Il testo è a cura di Valentina Presti Danisi, ma la cosa che mi ha particolarmente colpito è quella del passaggio di consegne attraverso questo volumetto dalle “Gorilla Sapiens Edizioni” http://www.gorillasapiensedizioni.com/ che ha chiuso i battenti in questo modo coraggioso e poetico – Cessa l’attività. Si estingue. La fa finita. Se la dà a gambe. Si ritira a vita privata. Viene meno. Viene a mancare. Si fa da parte. Chiude i battenti. Chiude baracca. Alza le chiappe. Abbandona il campo. Depone le armi. Ripiega. Giveuppa. Si allontana all’orizzonte. Liquida tutto. Si arena. Tira i remi in barca. Affonda con la nave. Cola a picco. Le case editrici incustodite verranno fatte brillare. Non è più visibile a occhio nudo. Fa spazio al nuovo che avanza. Ubi major, gorilla cessat. Ai mondiali di finanza in apnea si è classificata ultima. Gli studi di settore la danno non pervenuta. Secondo il commercialista è una “saggia decisione”. Si disattiva. Giunge a termine. Ha gettato il cuore oltre l’ostacolo. Pessima mira. Ha fatto i salti mortali, e in effetti è morta. Ha consumato i suoi giorni. Svuota i fusti. Interrompe il discorso. Chiude il becco. Scrive la parola fine. È carta passata. Il network non ha rinnovato la serie. L’utente chiamato non è al momento disponibile. È finita fuori corso. Ora è fatta della stessa sostanza dei sogni. Volta pagina. Assume un nuovo significato. Continua …

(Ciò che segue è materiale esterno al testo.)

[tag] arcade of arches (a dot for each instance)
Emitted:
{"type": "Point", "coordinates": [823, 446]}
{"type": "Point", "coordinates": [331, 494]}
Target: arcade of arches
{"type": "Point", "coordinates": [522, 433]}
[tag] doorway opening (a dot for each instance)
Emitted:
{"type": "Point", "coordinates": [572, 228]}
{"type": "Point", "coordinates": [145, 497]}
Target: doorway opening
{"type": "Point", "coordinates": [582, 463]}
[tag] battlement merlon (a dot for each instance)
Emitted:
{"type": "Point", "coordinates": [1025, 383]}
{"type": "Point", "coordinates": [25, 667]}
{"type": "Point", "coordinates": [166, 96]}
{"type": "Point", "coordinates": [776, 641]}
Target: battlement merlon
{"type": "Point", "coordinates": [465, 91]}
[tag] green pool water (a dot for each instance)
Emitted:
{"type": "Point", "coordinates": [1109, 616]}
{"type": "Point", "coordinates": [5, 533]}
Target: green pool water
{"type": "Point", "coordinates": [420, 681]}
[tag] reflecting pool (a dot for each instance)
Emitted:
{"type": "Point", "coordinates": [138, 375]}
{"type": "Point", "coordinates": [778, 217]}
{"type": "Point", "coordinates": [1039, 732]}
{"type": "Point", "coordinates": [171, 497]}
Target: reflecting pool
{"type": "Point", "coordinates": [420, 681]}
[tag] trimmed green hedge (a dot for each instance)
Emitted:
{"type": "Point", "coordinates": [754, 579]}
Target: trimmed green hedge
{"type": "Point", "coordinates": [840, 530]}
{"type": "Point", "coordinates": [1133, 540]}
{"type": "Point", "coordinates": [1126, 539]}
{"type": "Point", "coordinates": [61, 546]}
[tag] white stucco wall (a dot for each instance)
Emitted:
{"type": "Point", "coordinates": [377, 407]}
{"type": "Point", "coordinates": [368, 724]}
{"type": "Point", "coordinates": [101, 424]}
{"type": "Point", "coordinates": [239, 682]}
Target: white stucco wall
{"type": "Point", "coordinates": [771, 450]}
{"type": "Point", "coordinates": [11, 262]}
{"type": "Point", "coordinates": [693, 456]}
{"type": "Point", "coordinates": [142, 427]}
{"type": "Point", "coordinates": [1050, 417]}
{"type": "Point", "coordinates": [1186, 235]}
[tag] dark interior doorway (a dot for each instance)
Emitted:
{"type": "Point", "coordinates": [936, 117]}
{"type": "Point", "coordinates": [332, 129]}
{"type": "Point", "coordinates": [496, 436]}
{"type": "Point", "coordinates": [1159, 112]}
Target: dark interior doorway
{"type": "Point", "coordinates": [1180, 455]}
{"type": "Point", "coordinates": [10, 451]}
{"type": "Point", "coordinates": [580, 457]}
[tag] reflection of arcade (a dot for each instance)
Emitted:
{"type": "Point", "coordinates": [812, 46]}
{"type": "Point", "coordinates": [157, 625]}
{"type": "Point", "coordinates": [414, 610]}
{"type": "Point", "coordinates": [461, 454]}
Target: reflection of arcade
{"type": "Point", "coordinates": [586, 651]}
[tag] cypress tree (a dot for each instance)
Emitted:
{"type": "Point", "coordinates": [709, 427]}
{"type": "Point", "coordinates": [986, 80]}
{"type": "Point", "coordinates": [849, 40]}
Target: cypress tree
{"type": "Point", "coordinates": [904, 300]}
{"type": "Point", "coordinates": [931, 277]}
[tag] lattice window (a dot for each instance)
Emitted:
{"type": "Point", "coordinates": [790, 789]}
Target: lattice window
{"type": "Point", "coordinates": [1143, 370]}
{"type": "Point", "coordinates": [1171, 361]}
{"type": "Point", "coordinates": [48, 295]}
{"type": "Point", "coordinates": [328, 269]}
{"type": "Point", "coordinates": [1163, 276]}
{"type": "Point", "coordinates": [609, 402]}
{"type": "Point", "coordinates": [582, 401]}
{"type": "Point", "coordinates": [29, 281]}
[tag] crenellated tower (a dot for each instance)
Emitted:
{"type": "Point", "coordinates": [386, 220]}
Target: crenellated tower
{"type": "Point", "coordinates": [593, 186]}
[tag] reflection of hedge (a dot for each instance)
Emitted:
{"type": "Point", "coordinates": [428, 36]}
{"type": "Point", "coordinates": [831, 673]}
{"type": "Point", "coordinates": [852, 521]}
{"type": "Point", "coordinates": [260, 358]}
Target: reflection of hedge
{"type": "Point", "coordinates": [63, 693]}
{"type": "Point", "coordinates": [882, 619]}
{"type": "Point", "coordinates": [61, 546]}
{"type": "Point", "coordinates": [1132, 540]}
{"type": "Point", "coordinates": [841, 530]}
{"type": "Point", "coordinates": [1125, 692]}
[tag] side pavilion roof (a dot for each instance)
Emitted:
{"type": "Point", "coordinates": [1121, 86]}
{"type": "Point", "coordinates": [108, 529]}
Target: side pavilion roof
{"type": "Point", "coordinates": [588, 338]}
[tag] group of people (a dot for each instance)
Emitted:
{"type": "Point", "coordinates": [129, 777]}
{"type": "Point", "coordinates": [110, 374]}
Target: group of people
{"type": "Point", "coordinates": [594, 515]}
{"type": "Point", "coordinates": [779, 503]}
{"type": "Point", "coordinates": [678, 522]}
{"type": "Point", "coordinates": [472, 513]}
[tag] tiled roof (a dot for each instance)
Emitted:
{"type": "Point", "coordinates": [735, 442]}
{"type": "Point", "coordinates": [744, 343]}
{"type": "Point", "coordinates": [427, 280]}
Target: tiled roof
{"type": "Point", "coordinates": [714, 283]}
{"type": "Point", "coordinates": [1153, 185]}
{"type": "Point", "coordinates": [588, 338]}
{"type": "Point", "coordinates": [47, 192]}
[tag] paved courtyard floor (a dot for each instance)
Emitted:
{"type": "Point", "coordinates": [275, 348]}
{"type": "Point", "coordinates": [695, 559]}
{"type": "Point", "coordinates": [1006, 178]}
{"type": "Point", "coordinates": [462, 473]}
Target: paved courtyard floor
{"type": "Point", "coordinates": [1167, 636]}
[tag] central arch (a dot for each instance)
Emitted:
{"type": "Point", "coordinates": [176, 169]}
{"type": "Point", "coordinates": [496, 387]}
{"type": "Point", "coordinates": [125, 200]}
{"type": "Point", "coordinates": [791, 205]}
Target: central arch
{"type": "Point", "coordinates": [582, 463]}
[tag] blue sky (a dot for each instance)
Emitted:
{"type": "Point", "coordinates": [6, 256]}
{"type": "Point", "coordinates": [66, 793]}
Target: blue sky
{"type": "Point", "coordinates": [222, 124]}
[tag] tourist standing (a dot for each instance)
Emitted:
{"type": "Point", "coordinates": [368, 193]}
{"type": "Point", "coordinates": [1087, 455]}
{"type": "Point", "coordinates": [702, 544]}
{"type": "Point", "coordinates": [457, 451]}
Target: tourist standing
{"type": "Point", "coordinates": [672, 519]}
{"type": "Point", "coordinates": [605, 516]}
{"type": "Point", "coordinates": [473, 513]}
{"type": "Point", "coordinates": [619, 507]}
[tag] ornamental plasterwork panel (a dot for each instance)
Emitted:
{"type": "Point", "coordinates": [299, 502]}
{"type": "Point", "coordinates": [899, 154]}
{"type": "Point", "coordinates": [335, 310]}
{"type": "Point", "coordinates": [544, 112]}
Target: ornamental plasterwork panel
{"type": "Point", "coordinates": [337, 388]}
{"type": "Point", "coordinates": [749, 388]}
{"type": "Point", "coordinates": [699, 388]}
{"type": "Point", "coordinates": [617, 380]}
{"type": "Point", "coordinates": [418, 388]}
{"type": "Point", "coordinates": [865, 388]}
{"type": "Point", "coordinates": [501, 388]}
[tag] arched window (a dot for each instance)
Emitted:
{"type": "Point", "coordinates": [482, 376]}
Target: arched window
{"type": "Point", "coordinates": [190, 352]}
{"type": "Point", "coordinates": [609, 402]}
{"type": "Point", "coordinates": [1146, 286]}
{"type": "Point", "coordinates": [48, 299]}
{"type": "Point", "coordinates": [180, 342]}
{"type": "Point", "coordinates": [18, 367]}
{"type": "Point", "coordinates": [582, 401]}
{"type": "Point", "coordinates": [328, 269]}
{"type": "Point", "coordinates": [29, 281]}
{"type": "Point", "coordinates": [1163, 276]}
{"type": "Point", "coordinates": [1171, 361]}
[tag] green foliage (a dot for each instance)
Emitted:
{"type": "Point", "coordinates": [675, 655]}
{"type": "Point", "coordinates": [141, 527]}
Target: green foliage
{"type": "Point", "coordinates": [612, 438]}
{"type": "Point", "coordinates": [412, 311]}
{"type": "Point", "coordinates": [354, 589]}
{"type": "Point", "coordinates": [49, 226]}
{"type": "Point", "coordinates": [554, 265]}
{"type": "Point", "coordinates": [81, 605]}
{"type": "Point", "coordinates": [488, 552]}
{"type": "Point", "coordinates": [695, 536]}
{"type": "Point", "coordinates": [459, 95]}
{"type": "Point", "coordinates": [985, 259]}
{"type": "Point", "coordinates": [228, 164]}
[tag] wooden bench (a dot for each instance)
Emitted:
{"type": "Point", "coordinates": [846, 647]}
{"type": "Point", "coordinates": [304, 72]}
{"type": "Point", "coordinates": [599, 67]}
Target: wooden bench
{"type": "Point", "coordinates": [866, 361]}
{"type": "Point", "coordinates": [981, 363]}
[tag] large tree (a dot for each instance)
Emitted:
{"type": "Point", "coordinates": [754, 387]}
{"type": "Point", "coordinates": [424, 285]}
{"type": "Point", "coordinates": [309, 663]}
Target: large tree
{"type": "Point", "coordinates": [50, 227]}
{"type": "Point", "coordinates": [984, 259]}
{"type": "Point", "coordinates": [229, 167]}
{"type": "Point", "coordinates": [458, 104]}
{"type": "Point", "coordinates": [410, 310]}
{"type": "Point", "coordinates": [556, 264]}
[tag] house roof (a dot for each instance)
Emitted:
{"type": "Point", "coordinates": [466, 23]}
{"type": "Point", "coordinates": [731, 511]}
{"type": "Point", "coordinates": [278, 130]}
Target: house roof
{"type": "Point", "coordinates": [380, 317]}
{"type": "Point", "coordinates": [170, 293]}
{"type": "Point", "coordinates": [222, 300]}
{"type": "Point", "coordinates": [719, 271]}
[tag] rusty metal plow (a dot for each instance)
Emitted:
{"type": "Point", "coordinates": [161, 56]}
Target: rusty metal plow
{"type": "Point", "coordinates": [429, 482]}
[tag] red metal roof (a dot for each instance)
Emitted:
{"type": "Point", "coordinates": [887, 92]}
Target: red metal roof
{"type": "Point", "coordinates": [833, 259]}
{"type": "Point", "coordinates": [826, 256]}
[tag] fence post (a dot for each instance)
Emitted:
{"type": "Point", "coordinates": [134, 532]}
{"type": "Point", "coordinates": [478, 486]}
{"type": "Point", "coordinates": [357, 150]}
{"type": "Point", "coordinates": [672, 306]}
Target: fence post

… alla riedizione a cura di SuiGeneris, una casa editrice indipendente, collegata all’Università di Torino, che investe sui nuovi autori, sulla letteratura d’avanguardia, sulla filosofia, sul teatro, sull’umorismo e la satira. Campeggia la scritta sul sito – http://edizionisuigeneris.it/ – Tutte le case editrici felici si somigliano. Ogni casa editrice indipendente è infelice a modo suo.
Confortante l’opinione (che condivido) dell’articolista citato in Novecento Letterario – – http://www.900letterario.it/pensieri-frammenti/salone-libro-torino-2016/
- (…) piccoli e medi editori, che io ho definito “gli entusiasti”. I loro stand erano affollati di persone, ma anche nei momenti di stanca ci pensavano gli espositori a richiamare il pubblico, mostrando sorrisi e professionalità, ma anche dimostrando di conoscere il catalogo e di credere nella propria missione. Personalmente ho acquistato libri da NN e da Neo edizioni, tuttavia mi sono ritrovato a mostrare interesse anche per case che prima non conoscevo, come la già menzionata Istos o la neonata SuiGeneris, quest’ultima gestita in modo eccellente da ragazzi dai 20 ai 30 anni. (…) considero queste case editrici il vero e proprio propellente dell’editoria italiana, in grado di incontrare l’apprezzamento del pubblico pur mantenendo la propria identità (sia in termini estetici che di contenuti) e anzi puntando proprio su questa identità per imporre nuovi standard.